North Sea Green vs Senses
Where North Sea Green belongs to Benjamin Moore's range, Senses is a Jotun color. Hue-wise, North Sea Green belongs to the blue-green family and Senses to the beige-greige family. Senses (LRV 41) reflects noticeably more light than North Sea Green (LRV 15), a difference of 26 points that becomes especially apparent in rooms with limited natural light. North Sea Green runs blue while Senses is decidedly warm, which means they'll respond very differently to warm vs cool light sources. With a ΔE of 44.0, the contrast is hard to miss. These aren't variations on a theme — they're two different answers to the same question. Below you'll find 1 real-room photo comparison where both colors appear side by side, plus 5 simulated room previews.

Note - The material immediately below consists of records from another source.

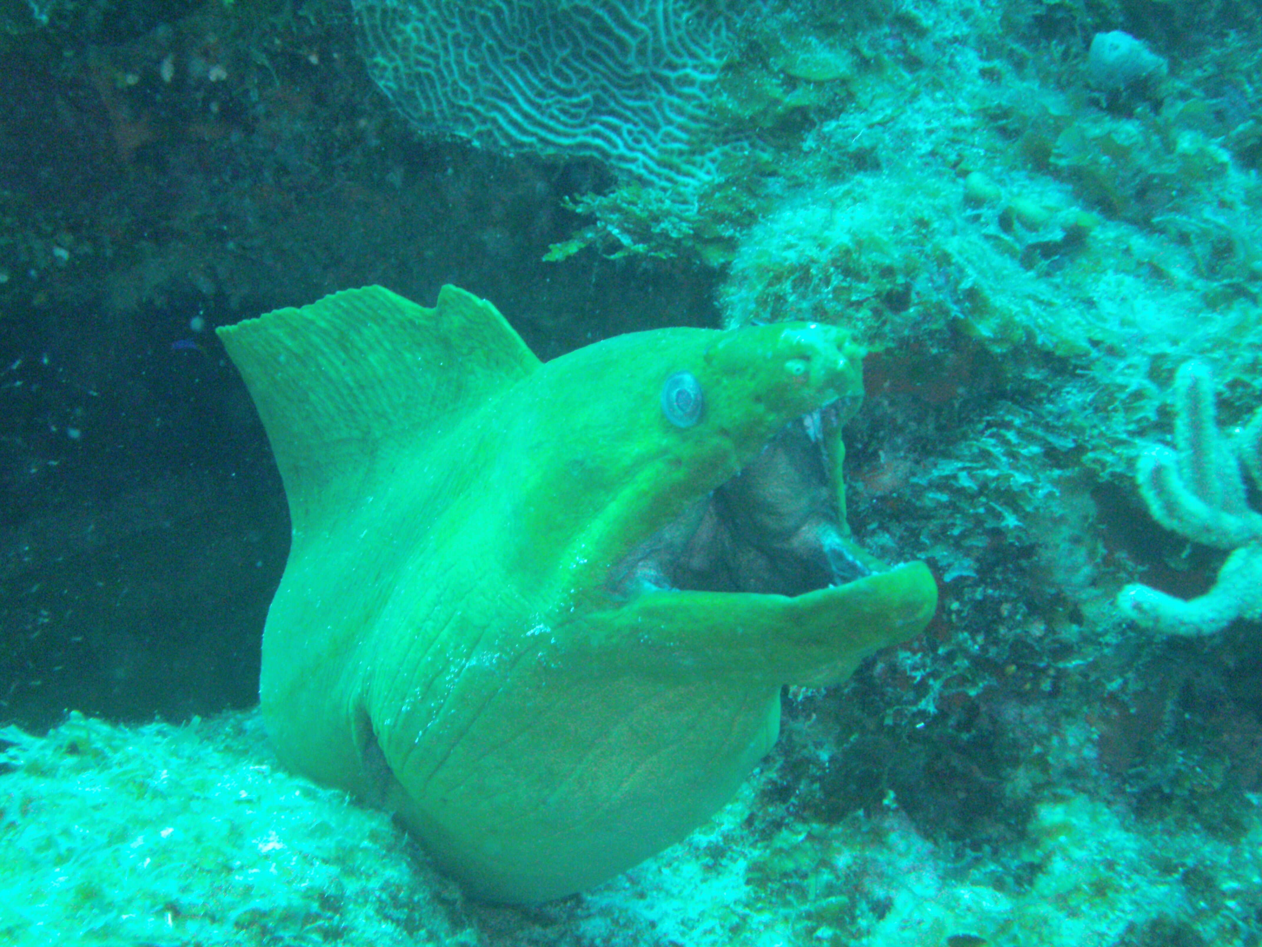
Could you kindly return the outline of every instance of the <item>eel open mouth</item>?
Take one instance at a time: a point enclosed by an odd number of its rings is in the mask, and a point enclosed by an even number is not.
[[[785,424],[731,480],[637,544],[615,595],[650,590],[796,596],[880,568],[846,538],[837,508],[839,402]],[[825,437],[825,432],[827,436]]]

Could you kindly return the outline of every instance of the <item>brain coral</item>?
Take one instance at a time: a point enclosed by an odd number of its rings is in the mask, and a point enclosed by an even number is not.
[[[355,0],[355,11],[374,80],[423,130],[594,157],[669,187],[709,170],[694,136],[731,23],[703,3]]]

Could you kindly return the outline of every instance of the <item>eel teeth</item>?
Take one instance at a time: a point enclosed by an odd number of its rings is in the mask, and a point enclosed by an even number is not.
[[[810,442],[819,443],[824,437],[824,420],[820,417],[820,409],[817,408],[813,412],[801,415],[801,426],[806,429],[806,437]]]

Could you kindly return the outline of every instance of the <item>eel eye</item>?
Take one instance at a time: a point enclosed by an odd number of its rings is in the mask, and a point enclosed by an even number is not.
[[[661,386],[661,413],[676,428],[690,428],[702,418],[702,386],[690,371],[676,371]]]

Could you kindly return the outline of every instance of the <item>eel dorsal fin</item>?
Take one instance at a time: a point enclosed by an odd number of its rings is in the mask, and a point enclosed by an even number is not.
[[[438,436],[539,366],[491,303],[452,285],[433,309],[365,287],[216,333],[271,441],[295,540],[362,499],[401,442]]]

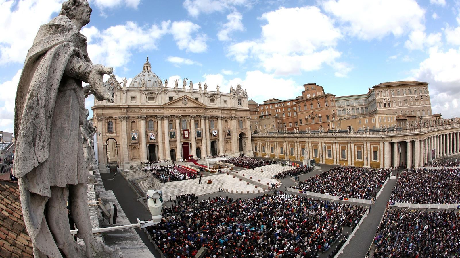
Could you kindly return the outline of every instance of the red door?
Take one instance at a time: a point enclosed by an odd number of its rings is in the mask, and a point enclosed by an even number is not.
[[[190,155],[190,152],[189,151],[189,143],[184,142],[182,144],[182,158],[185,160]]]

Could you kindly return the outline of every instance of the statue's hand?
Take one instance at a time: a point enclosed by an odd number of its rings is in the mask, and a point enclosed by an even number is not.
[[[106,67],[102,65],[93,66],[88,78],[88,83],[94,97],[99,101],[106,100],[114,102],[113,90],[104,85],[104,74],[110,74],[113,72],[111,67]]]

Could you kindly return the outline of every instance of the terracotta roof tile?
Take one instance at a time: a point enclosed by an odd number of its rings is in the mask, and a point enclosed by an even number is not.
[[[33,257],[19,202],[17,183],[0,181],[0,257]]]

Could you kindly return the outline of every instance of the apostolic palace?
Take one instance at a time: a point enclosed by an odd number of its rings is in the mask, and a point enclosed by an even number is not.
[[[230,93],[186,79],[168,85],[148,59],[129,85],[123,81],[111,75],[115,101],[92,107],[100,168],[224,155],[417,168],[460,149],[458,120],[431,112],[428,83],[384,83],[339,97],[306,84],[295,98],[258,104],[240,85]]]

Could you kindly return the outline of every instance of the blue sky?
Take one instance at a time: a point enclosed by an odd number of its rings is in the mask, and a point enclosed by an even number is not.
[[[27,50],[62,2],[0,0],[0,130],[12,130]],[[433,113],[459,114],[460,1],[89,2],[91,22],[81,33],[90,57],[113,67],[120,81],[129,83],[148,56],[163,80],[187,78],[222,91],[241,84],[259,103],[295,97],[308,83],[340,96],[417,80],[430,83]]]

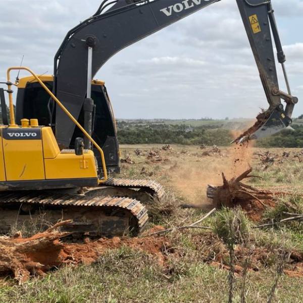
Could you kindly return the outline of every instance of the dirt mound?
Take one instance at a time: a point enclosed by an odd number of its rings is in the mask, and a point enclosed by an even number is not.
[[[43,233],[30,238],[22,238],[19,233],[13,237],[0,237],[0,275],[12,275],[19,284],[32,275],[43,275],[54,267],[63,264],[90,264],[107,250],[126,246],[155,256],[163,264],[164,247],[169,247],[163,236],[141,238],[101,238],[96,241],[86,239],[83,243],[67,243],[60,239],[68,235],[58,229],[68,224],[56,224]]]
[[[171,150],[173,148],[169,144],[166,144],[161,147],[161,149],[163,150]]]

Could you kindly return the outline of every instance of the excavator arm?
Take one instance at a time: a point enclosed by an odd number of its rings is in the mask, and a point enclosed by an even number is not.
[[[105,0],[92,17],[71,30],[56,55],[54,92],[77,118],[90,97],[91,78],[114,55],[162,28],[220,0]],[[280,63],[285,56],[270,1],[236,0],[259,70],[269,109],[252,128],[237,138],[241,142],[274,133],[291,123],[297,99],[280,90],[271,28]],[[112,6],[111,7],[110,6]],[[109,9],[109,8],[110,8]],[[105,10],[108,9],[105,11]],[[283,65],[283,71],[285,67]],[[87,75],[87,77],[84,76]],[[286,72],[285,72],[285,79]],[[287,86],[289,87],[287,83]],[[244,95],[244,93],[243,93]],[[286,109],[281,98],[287,104]],[[75,125],[56,109],[56,135],[64,146],[70,143]]]

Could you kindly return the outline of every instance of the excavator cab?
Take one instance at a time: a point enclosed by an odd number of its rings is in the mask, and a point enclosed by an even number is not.
[[[43,75],[39,78],[50,90],[53,90],[53,77]],[[115,118],[105,83],[93,80],[91,82],[91,98],[94,107],[92,115],[92,136],[104,150],[108,171],[119,173],[119,143],[117,137]],[[22,120],[37,119],[39,125],[49,126],[56,136],[56,104],[47,92],[32,76],[21,78],[18,83],[16,104],[16,123],[21,125]],[[78,121],[84,124],[84,110],[81,110]],[[76,139],[83,137],[82,132],[76,128],[70,146],[75,148]],[[66,147],[59,147],[66,149]],[[98,162],[98,171],[102,172],[100,156],[96,148],[93,149]]]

North Sea Green vs Senses in Real Spaces
1 real room side by side. Seeing North Sea Green and Senses in actual rooms makes the difference concrete; browse the spaces below to get a feel for how each color lives on a wall.
Bedroom
The context that matters most in a bedroom is how a color reads under a bedside lamp at night, not under noon daylight. Senses reflects noticeably more light off the walls, making the space read more open than North Sea Green.
Color Details
North Sea Green vs Senses Simulated Comparison
5 simulated room previews — drag the slider on each to see North Sea Green on one side and Senses on the other.
Digital color is approximate. These simulations are generated from the manufacturer's hex values and overlaid on grayscale room photos — your screen's calibration, brightness, and viewing angle all affect how they render. Before committing to either color, test physical samples in your own space under the light you actually live with.
More North Sea Green comparisons
See how North Sea Green stacks up against other well-photographed colors across different brands and tones.